Estoques de extravirgem sobem 43,9%
Os dados do Frantoio Italia, o registro de lagares do Ministério da Agricultura, apontam 233.377 toneladas de azeite extravirgem armazenadas em 31 de julho, alta de 43,9% em relação à mesma data do ano anterior. O acúmulo é quase todo de produto nacional: os lagares mantinham 108.299 toneladas de extravirgem italiano, 139% a mais do que doze meses antes.
As demais origens tiveram trajetórias distintas. Os estoques de azeite de outros países da União Europeia caíram 3,9%, enquanto os volumes extracomunitários mais do que dobraram, para cerca de 10.000 toneladas. Os estoques de azeites de blend avançaram 82%, para 11.650 toneladas.
Cotações de Bari paradas desde junho
O desequilíbrio esvaziou os negócios na bolsa de mercadorias de Bari: as transações com extravirgem italiano são tão escassas que as últimas cotações de atacado ainda são de 16 de junho, entre 5,90 e 6,40 euros por quilo. Um ano antes, o mesmo tipo era cotado a recordes de 9,30 a 9,50 euros. Os negócios devem ser retomados oficialmente em 25 de agosto.
O setor calcula o preço de sustentação do extravirgem italiano em 7,50 euros por litro, patamar que os níveis atuais de atacado não alcançam. Antonio Casazza, da Confagricoltura Campania, descreveu a abertura da nova safra na região como de forte criticidade: as empresas precisam decidir se colhem e pagam a transformação “sem liquidez, sem perspectivas de mercado e sem preços capazes de cobrir os custos”, com risco de parte da produção ficar nas árvores.
Varejo resiste e a diferença por origem aumenta
Os preços ao consumidor não acompanharam a queda no atacado. No varejo moderno italiano, o azeite da cadeia nacional custa em média de 10 a 12 euros por litro, com poucas exceções, enquanto o produto de origem comunitária é vendido de 7 a 8 euros. Os preços dos azeites italianos ficaram praticamente estáveis nos últimos meses, e os de origem comunitária recuaram.
Dados de categoria da Circana mostram que, no ano encerrado em março de 2026, as vendas de azeites de oliva e óleos de sementes no varejo cresceram 1,3% em volume, para 388,4 milhões de litros, enquanto o faturamento caiu 14,5%, para 1,72 bilhão de euros. A queda em valor reflete a correção dos preços recordes de atacado de 10 euros alcançados em 2024.
Produtores pressionam por apoio público
Apúlia e Calábria já pediram formalmente o reconhecimento do estado de crise do setor, e a Confagricoltura Campania cobra que o governo regional da Campânia faça o mesmo. Tommaso Loiodice, presidente da associação de produtores Unapol, defende relançar as vendas com uma forte ação promocional no grande varejo e envolver os ministérios, já que o azeite é a base da dieta mediterrânea.

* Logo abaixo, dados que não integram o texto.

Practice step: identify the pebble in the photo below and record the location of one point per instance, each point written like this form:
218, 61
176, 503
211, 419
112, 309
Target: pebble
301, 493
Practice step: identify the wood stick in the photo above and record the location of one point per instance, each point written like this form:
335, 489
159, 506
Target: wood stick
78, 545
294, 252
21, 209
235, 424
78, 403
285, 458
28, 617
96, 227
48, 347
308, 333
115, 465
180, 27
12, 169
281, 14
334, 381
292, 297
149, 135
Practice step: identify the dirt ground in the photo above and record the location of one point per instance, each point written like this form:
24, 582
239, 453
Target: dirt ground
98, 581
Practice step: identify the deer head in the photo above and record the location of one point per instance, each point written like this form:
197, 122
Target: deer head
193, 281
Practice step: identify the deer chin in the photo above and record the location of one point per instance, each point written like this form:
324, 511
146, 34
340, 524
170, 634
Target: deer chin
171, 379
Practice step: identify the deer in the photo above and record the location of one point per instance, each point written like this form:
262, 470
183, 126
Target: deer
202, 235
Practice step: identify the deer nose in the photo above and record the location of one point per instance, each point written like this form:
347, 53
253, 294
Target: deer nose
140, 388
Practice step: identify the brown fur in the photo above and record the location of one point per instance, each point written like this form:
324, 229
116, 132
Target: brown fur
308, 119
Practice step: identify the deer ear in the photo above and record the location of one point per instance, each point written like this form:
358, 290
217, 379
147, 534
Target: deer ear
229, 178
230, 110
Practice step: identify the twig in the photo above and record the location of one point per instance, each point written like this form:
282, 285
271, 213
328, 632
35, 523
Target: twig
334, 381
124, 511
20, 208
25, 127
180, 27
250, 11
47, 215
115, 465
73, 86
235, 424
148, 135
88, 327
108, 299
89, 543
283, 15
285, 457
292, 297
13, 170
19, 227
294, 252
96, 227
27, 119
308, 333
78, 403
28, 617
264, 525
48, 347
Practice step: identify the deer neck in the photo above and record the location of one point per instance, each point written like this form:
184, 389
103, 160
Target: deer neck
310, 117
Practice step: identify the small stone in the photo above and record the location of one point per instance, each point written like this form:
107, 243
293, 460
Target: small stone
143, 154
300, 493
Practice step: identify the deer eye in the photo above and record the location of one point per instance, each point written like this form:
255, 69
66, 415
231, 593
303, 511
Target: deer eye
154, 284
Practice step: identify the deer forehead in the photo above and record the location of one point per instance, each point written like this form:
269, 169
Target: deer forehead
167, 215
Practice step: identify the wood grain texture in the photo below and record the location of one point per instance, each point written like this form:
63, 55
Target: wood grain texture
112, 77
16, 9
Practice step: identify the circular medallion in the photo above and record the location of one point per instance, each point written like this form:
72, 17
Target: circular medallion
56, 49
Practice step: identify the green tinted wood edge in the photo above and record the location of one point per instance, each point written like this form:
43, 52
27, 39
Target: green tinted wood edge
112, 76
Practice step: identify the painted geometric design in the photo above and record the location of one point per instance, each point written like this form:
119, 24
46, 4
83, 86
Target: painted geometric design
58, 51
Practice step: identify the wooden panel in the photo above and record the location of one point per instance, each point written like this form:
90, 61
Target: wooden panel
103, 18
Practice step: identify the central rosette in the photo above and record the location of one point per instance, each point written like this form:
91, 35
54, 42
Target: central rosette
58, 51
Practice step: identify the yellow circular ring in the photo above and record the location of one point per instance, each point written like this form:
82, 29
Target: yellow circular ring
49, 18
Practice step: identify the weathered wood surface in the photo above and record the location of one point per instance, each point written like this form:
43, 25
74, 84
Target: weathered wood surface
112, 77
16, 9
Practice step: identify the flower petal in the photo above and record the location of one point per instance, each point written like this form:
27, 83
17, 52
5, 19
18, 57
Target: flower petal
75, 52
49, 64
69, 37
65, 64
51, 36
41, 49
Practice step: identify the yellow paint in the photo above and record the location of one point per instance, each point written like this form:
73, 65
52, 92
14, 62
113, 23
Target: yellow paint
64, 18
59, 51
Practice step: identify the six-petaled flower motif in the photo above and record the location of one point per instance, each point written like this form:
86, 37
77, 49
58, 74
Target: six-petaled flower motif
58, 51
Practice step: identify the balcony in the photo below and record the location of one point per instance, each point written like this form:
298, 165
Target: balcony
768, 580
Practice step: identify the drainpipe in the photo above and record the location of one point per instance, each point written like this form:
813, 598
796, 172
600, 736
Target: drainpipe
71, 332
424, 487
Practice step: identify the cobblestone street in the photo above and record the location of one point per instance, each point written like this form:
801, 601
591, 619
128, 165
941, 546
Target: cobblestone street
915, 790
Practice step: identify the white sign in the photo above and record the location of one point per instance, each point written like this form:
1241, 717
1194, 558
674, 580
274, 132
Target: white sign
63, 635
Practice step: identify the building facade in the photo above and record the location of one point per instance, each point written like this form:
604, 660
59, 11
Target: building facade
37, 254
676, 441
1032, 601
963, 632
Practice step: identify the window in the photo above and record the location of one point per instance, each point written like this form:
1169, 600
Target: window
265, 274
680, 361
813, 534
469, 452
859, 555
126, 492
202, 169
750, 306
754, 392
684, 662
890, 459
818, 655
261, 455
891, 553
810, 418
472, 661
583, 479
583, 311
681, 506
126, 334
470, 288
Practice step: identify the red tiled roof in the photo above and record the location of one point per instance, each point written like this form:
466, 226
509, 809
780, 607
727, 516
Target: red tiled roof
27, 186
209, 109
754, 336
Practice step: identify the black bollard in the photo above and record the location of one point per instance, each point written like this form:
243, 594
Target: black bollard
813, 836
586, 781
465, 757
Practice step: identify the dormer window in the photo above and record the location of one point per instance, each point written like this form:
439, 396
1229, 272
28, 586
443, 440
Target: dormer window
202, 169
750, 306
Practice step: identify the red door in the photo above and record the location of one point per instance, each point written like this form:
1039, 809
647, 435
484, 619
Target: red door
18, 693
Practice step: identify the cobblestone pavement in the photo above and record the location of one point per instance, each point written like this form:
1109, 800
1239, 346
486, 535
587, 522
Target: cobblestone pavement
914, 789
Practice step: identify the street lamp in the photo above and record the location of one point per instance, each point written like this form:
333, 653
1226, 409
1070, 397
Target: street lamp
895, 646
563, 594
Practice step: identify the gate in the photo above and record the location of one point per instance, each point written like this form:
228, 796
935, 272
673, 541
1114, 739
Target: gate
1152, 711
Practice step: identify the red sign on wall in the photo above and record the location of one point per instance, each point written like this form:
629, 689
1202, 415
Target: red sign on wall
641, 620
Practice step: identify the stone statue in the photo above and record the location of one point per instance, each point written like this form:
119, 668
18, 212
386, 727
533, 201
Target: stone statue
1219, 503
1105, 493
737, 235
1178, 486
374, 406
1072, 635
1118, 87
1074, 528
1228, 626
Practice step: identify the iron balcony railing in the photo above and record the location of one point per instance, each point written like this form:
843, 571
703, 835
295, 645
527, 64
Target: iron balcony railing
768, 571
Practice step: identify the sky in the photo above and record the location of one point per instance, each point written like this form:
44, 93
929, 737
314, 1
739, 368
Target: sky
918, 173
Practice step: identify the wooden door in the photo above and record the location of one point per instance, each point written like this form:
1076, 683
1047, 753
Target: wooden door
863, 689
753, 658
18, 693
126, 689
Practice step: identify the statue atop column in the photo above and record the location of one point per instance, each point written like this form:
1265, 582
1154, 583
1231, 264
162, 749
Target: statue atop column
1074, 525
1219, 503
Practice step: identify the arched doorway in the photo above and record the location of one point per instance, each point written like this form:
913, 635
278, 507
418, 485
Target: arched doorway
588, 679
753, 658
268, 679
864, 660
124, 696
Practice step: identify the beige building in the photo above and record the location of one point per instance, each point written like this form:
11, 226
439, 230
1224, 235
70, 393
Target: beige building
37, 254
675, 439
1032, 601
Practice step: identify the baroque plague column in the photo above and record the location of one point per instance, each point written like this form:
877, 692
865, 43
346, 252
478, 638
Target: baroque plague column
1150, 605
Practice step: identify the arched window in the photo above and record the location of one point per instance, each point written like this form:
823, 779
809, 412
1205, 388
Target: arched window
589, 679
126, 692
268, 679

A Coldiretti pediu ao Ministério da Agricultura a abertura de um edital para azeite extravirgem 100% italiano destinado a pessoas carentes. Segundo a organização, esses recursos podem ser uma primeira intervenção sobre os estoques, mas apenas com controles rigorosíssimos contra fraude, com análises que usem recursos como ressonância magnética, mapa genético e análise isotópica, além da integração de bancos de dados e do reforço da rede de laboratórios.